My mother ran her Singer past midnight.
I learned to tune out whirling.
Who knows why I’m telling you now.
In shadow. In chiaroscuro.
A rectangle’s infrequent beeping.
Its text that doesn’t say what it means.
We sew between choo-choos.
We sew and wash. We wash and change.
I had just changed to slacks when we were
what? I hope not just some fad
like sideways caps or capri pants.
What we are is not what we want to show,
or see. Some of us tire of the fabric
and others, the colors. Or the buckles.
And changing clothes—like coloring, or not
trimming, or affecting a new voice—is escape.
Whoosh! Bonk. Brown eggs.
Maybe I will be the same. At least I will be different.

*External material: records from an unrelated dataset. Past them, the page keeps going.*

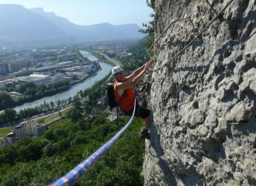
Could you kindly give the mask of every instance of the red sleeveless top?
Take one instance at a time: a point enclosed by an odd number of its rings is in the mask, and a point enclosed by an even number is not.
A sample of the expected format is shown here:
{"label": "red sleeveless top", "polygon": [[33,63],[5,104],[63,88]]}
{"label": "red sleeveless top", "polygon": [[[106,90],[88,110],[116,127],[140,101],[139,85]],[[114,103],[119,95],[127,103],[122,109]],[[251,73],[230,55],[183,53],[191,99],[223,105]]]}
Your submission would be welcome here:
{"label": "red sleeveless top", "polygon": [[[117,94],[116,90],[116,85],[119,84],[119,82],[115,81],[114,82],[114,95],[116,102],[118,102],[119,99],[121,98],[121,96],[119,96]],[[122,100],[122,108],[120,108],[122,110],[128,112],[133,108],[134,107],[134,102],[135,102],[135,95],[134,95],[134,91],[132,87],[128,88],[126,89],[126,97],[123,97]],[[121,103],[119,105],[119,106],[121,106]]]}

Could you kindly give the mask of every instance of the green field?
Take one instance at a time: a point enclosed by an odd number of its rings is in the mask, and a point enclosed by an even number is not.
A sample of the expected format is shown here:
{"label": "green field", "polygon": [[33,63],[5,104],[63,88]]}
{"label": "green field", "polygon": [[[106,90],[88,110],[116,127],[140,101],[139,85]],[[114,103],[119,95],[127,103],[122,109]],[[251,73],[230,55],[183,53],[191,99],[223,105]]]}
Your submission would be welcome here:
{"label": "green field", "polygon": [[11,129],[13,128],[13,126],[7,127],[5,129],[0,129],[0,140],[4,139],[4,136],[6,134],[11,133]]}

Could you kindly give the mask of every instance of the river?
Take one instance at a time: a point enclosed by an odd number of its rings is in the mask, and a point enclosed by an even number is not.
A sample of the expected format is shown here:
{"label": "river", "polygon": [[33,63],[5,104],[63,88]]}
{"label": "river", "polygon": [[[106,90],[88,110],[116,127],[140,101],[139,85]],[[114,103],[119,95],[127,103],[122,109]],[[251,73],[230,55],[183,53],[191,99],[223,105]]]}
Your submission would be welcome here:
{"label": "river", "polygon": [[[95,57],[95,56],[92,56],[92,54],[88,53],[86,51],[80,51],[80,53],[81,54],[85,55],[85,57],[88,57],[90,60],[93,61],[93,60],[98,60],[97,57]],[[71,87],[69,90],[67,90],[64,92],[56,94],[54,95],[49,96],[49,97],[44,97],[41,99],[34,101],[33,102],[25,103],[22,105],[14,108],[14,109],[16,112],[19,112],[21,109],[24,109],[26,108],[34,108],[36,105],[40,105],[40,104],[43,104],[44,102],[50,103],[50,102],[52,101],[55,103],[55,101],[57,101],[58,99],[61,99],[61,100],[67,99],[69,97],[74,97],[74,95],[75,95],[77,94],[77,92],[79,91],[80,90],[85,90],[85,89],[92,86],[93,84],[96,81],[99,81],[99,80],[102,79],[106,75],[107,75],[109,73],[110,70],[112,68],[112,65],[111,65],[111,64],[106,64],[103,62],[99,62],[99,64],[101,66],[102,70],[99,71],[98,72],[97,75],[92,77],[92,78],[87,80],[86,81],[85,81],[81,84],[79,84],[76,86]]]}

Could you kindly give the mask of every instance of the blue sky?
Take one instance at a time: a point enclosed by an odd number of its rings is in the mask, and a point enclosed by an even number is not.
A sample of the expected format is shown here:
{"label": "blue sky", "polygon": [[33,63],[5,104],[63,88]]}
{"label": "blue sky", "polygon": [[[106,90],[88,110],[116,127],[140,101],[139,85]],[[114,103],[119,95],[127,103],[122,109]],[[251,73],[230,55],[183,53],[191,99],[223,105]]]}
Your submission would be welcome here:
{"label": "blue sky", "polygon": [[25,8],[43,8],[78,25],[109,22],[112,25],[148,22],[153,10],[146,0],[0,0]]}

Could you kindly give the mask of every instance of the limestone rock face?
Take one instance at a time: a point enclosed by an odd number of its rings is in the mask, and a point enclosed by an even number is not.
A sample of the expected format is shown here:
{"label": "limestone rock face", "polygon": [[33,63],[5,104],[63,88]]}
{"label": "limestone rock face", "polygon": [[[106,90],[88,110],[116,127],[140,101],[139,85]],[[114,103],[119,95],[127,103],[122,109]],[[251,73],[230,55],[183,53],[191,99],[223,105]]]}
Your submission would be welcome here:
{"label": "limestone rock face", "polygon": [[[157,0],[152,69],[227,1]],[[151,70],[152,70],[151,69]],[[179,57],[151,74],[144,185],[256,185],[256,1],[234,0]]]}

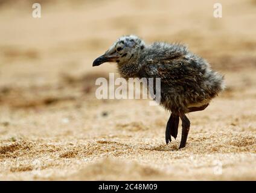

Do you miss dancing me on nine threads?
My mother still sewed after retirement.
I’m sure that’s what you were going for.
The world teases us.
Old aggressions. New passivities. Sweatshops.
It’s all so fast and all too fast.
You wonder why I’m thinking of sewing
but I’m thinking of how we did not change.
You were my marionette. Prices are climbing again.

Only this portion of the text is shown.